Loading Local Parquet Files into Snowflake with Sling

Slinger avatar
Slinger
Cover for Loading Local Parquet Files into Snowflake with Sling

Introduction

Moving data from local Parquet files to Snowflake traditionally involves multiple steps, tools, and considerable setup time. Whether you’re dealing with analytics data, user events, or business metrics, the process can be complex and error-prone. Enter Sling: a modern data movement tool that simplifies this entire process into a streamlined operation.

Sling provides a powerful yet simple approach to data integration, offering a command-line interface that makes data transfer between local storage and Snowflake effortless. This guide will walk you through the process of setting up and using Sling to export your Parquet files to Snowflake, demonstrating how it eliminates common pain points and accelerates your data pipeline development.
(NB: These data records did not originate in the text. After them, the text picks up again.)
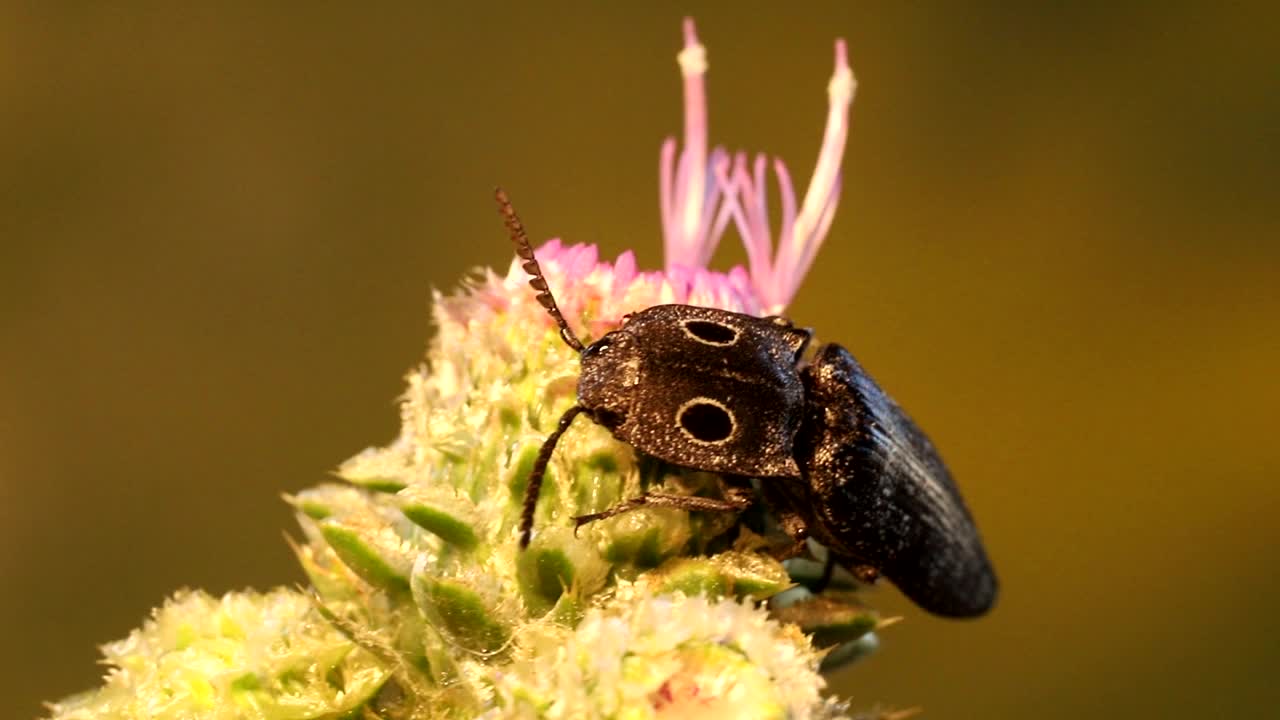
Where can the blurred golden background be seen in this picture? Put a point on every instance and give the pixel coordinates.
(1057, 246)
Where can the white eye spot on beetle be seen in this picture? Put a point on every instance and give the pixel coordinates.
(707, 420)
(709, 332)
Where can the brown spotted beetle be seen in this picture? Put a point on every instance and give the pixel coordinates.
(836, 458)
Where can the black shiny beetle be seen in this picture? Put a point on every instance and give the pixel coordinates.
(731, 393)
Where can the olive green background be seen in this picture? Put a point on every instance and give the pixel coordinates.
(1057, 246)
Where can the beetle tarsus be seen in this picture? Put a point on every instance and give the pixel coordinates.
(539, 472)
(734, 501)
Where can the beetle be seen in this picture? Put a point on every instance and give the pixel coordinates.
(836, 458)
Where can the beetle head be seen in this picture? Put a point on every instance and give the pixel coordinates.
(611, 370)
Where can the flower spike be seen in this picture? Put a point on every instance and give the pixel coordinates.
(801, 232)
(690, 191)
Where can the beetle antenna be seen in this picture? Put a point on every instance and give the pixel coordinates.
(530, 263)
(539, 472)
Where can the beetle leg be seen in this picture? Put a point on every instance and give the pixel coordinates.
(535, 475)
(736, 500)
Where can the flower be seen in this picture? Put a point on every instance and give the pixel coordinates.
(699, 192)
(421, 602)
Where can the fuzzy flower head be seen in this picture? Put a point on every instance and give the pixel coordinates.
(423, 602)
(700, 192)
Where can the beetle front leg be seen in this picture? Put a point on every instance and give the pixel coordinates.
(736, 500)
(539, 472)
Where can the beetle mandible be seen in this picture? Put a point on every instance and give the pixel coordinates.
(732, 393)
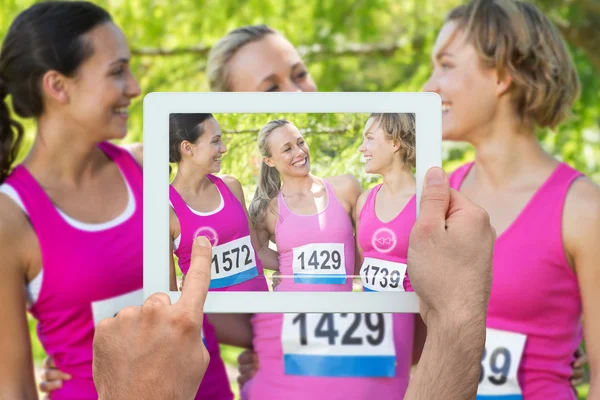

Traditional Data Pipeline Challenges

Setting up a data pipeline to move Parquet files to Snowflake traditionally involves several complex steps and considerations:

  1. Infrastructure Setup

    • Setting up staging areas for data transfer
    • Configuring network access and security policies
    • Managing compute resources for data processing
  2. Development Overhead

    • Writing custom scripts for file handling
    • Implementing error handling and retry logic
    • Managing data type conversions and schema changes
  3. Operational Complexity

    • Monitoring data transfer processes
    • Handling failed transfers and data validation
    • Managing credentials and access controls
  4. Cost Considerations

    • Storage costs for intermediate staging
    • Compute costs for data processing
    • Maintenance and operational overhead

These challenges often lead to lengthy development cycles and increased operational costs. Sling addresses these pain points by providing a unified solution that handles all these aspects efficiently.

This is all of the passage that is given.